Consider this. An apex predator attacked an athlete while competing on his designated playing field DURING a live webcast. Have you ever seen a grizzly bear maul a pro snowboarder in a half pipe during the X-Games? Or a lion claw a soccer player during a World Cup qualifier? Well, today, we saw a Great White Shark attack a surfer at Jefreys Bay in South Africa. And it put surfing and surfing’s governing body under a security microscope that has always, always, been dreamily hypothetical. There has never been a shark attack at a WSL event before. That’s just a question that someone who doesn’t surf asks you as soon as they find out that you surf. Until today. And it reinforces the shark hysteria sweeping our world’s oceans in the most disturbingly affirmative way.
The WSL responded by expressing its commitment to its athletes safety by canceling the remainder of the contest and issuing the following statement:
“The safety of our athletes is a priority for the WSL and, after discussions with both Finalists, we have decided to cancel the remainder of competition at the J-Bay Open. We appreciate the ongoing support we have in South Africa and once again want to express our gratitude to the Water Safety Team.”
So where to from here? How will the WSL approach future contests? With shark nets? With sharkproof wetsuits? Will we never see another heat at Jeffreys Bay again? I wouldn’t be surprised if the WSL answers yes to all those questions. After all, the collective surf world’s nightmare was just broadcast live across the planet. We almost saw one of surfing’s greats die in front of us. We saw the fear in his eyes and his body tremble as he attempted to communicate what had just happened to him. We saw him fight for his life. He threw punches at the nose and back of a 10+ foot Great White Shark.
We saw Julian Wilson cry as he relived the moment in his head.
“I was like oh, he’s gone,” said Wilson, choked up. “He’s gone under, and I felt like I couldn’t get there quick enough. I was scared I wasn’t going to get there in time.”
“The instinct of the surfing family is to help,” said announcer Peter Mel.
Mick Fanning might never discuss his world titles again.
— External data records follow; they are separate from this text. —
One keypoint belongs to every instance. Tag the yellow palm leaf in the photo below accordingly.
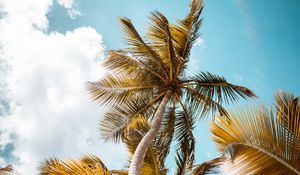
(256, 142)
(87, 165)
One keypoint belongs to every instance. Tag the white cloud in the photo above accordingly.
(52, 114)
(71, 7)
(200, 43)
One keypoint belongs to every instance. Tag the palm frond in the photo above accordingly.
(203, 104)
(164, 138)
(185, 155)
(116, 89)
(136, 131)
(123, 62)
(186, 33)
(218, 88)
(257, 143)
(115, 122)
(139, 48)
(208, 167)
(162, 41)
(88, 165)
(288, 111)
(184, 126)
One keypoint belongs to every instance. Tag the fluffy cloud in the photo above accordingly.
(51, 113)
(71, 7)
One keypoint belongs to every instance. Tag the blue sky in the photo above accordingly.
(254, 43)
(251, 43)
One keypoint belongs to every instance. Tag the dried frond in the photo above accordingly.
(257, 143)
(113, 90)
(218, 89)
(288, 111)
(208, 167)
(114, 125)
(88, 165)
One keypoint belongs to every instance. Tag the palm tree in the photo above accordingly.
(154, 162)
(259, 140)
(148, 76)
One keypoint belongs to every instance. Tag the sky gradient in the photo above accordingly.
(49, 48)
They don’t matter. (They do a little.) But only a little. Today, in a sense, he became immortal. He will forever be known as the guy who fought a Great White Shark in front of a global audience and lived to tell about it. Unscathed, no less.
“All of the sudden I had this instinct that someone was behind me, and then I started getting pulled underwater,” said Mick Fanning after the attack. “I’m totally fine. I’ve got nothing wrong with me. I’m just totally tripping out.”
And Julian Wilson didn’t paddle away from him to save his own life. That wasn’t his instinct. He headed straight for it. Without a second thought, he put his life in danger if it might save the life of his friend.
“Today was one of those days you hope you’ll never experience in life and to see you stand your ground and fend off that monster,” Julian wrote on his Instagram. You’re my hero mate. So happy I could give you a hug on the boat with all limbs in tact. You’re the true definition of living by the sword.
“Life’s a lot more important than a surf contest,” said Kelly Slater. “I don’t think Mick is too worried about getting first or second right now. All of us just almost watched our friend get eaten by a shark.”
Almost. Thank God that’s the key word here. Almost.
How do we make sure it’s always almost?